Un corps expéditionnaire avec crédits à risques

« UNE certaine désinvolture. » Un officier qualifie ainsi l’attitude de Sarkozy, qu’il a vu, à Kaboul, partir rencontrer le président Afghan, tandis que se déroulait la levée des corps des soldats. Ou qui, comme on a pu le constater à l’écran, avait les mains dans les poches en face d’un militaire français qui pleurait ses camarades.

Mais d’autres reproches se font jour en Afghanistan, autres que ceux relatifs à la maladresse insigne du chef de l’Etat. Le corps expéditionnaire français est « mal équipé » ou « sous-équipé », selon plusieurs officiers. Et de citer quelques exemples : « Des treillis au coloris à base de vert… On nous voit ainsi à des kilomètres dans l’environnement couleur de sable. Des rangers en cuir inadaptés aux 45 degrés du climat. Une dotation individuelle en munitions insuffisante. Et des gilets pare-balles peu adaptés au combat à pied… »

Toujours parmi les critiques discrètes qu’émettent nombre d’officiers : les véhicules qui permettent d’approvisionner les unités en eau, alimentation, munitions, etc., ne sont pas blindés, à la différence des engins de transport US. Quant aux chars légers AMX-10 RC qui vont bientôt quitter la France, « ils ne pourront pas traverser certains villages, ils sont trop larges ». Enfin, une grande partie des petits blindés (VAB et VBL) ne sont pas encore dotés des équipements destinés à « neutraliser » les explosifs que les talibans se plaisent à disséminer le long des routes.

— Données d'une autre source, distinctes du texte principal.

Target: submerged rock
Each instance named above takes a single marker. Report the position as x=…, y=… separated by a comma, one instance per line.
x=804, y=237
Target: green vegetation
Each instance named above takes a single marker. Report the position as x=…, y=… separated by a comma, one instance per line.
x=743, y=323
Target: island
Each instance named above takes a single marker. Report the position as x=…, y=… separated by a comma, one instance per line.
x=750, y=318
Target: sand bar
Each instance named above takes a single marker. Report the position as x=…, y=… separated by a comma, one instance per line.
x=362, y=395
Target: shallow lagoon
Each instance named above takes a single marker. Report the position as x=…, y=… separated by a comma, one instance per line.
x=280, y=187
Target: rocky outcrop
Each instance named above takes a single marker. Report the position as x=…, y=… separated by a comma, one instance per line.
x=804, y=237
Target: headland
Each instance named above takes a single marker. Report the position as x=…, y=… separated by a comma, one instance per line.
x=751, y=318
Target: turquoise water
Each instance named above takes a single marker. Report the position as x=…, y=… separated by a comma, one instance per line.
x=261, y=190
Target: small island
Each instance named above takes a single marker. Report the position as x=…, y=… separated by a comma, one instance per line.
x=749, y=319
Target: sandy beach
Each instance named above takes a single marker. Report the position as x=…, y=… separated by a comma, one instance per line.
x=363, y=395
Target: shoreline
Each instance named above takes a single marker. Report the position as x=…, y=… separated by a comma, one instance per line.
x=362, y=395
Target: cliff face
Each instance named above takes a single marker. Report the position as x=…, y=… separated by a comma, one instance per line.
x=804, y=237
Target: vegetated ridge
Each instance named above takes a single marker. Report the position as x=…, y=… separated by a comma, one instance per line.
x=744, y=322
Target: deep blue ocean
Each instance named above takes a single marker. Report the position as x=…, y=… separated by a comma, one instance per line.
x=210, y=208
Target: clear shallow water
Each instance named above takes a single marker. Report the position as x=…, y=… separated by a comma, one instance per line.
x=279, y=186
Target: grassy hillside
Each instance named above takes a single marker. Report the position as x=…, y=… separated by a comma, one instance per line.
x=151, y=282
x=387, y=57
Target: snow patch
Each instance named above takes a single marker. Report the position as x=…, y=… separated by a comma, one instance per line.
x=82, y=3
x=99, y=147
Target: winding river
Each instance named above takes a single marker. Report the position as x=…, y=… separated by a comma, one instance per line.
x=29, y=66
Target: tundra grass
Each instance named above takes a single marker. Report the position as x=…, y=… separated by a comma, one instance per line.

Mieux, si l’on ose dire, le contingent français ne dispose que de deux hélicoptères et d’aucun drone. L’armée en possède pourtant vingt-cinq, depuis mai dernier, des petits drones portables Drac parfaitement adaptés au terrain afghan et à la reconnaissance pendant les opérations.

La collecte des renseignements n’est pas non plus excellente, dit-on, car les Américains ne partagent pas en temps et en heure tout ce qu’ils apprennent. Voilà qui explique sans doute pourquoi Sarkozy et Morin viennent d’annoncer qu’ils comptent bientôt dépêcher à Kaboul quelque 200 membres des forces spéciales afin d’y jouer les barbouzes, et non pour y combattre, précise le ministère de la Défense. Lequel se garde d’avouer que le Président a récemment demandé à l’état-major d’envisager l’envoi de nouveaux renforts. Dans l’ambiance actuelle, pareille proclamation ne serait-elle pas saluée avec enthousiasme ?

                                                                                                                                  C. A.